Patlabor seems to be yet another comically remiss prediction about the future. The robotics technology necessary to produce labors is now far more developed than in the late 1980s when the film was produced, but remains far out of reach.
Yet Patlabor seems to have predicted another technical blunder that it was believed would devestate global civilization: the infamous Y2K bug that had computer programmers working overtime for the latter portion of the 1990s in order to avert the impending disaster.
The belief was that computer programs with only two digits to record the year would crash at midnight on New Year's Eve as their programs forced them to record the year as 00.
Efforts to update the computers of government, business and the vast majority of home computers with software providing four digits to record the year were successful and it remains unknown whether or not the disaster would have actually taken place.
Patlabor provokes an intriguing question: what kind of devestation could someone with malicious intent inflict if they were able to design key defects into an important piece of technological work.

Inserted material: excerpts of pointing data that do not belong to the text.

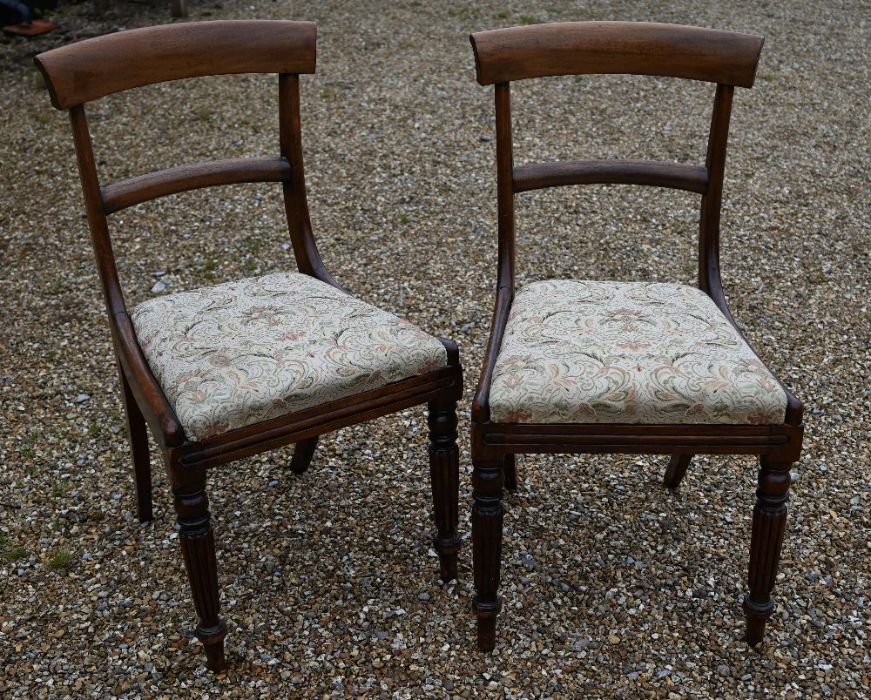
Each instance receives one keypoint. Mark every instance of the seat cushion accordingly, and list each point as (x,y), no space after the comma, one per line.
(578,351)
(235,354)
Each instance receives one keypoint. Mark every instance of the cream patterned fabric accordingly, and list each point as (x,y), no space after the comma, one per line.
(247,351)
(627,352)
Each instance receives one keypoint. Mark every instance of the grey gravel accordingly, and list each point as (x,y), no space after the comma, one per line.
(322,574)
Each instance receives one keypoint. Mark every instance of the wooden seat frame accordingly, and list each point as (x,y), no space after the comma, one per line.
(576,48)
(97,67)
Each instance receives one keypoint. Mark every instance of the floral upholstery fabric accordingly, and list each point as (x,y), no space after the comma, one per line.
(235,354)
(626,352)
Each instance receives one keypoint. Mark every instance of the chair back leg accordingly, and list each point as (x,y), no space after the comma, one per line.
(444,468)
(509,468)
(487,514)
(137,432)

The potential ticking time bomb of such an act could even provide yet another venue for terrorism. Scientists aligned with or sympathetic to terrorists could accomplish more for a terrorist cause in one calculated act than a hundred 9/11s.
It's a frightening prospect, but it begs the question of what is actually the bigger problem: the potential to design catastrophic flaws within technologies, or developed civilization's clear over reliance on technology?
On a yearly basis, decision making power is taken out of human hands more and more often and bureaucratic decrees are enforced through computer. On a yearly basis, more and more basic tasks are taken out of human hands and performed through a machine.
The argument is that these things are making developed civilization more efficient. But as part of a wider trend, this is making developed civilization more and more vulnerable to such malicious acts.
There are, of course, solutions to these problems. Background checks on those involved in high-profile research and development programs have been part of the standard operating procedure of cutting edge R & D projects for years. This isn't likely to change any time soon.
But vigilance as a watchward is nearly always a wise idea.
Considering the stakes global civilization has invested in high technology, such vigilance remains as important as ever.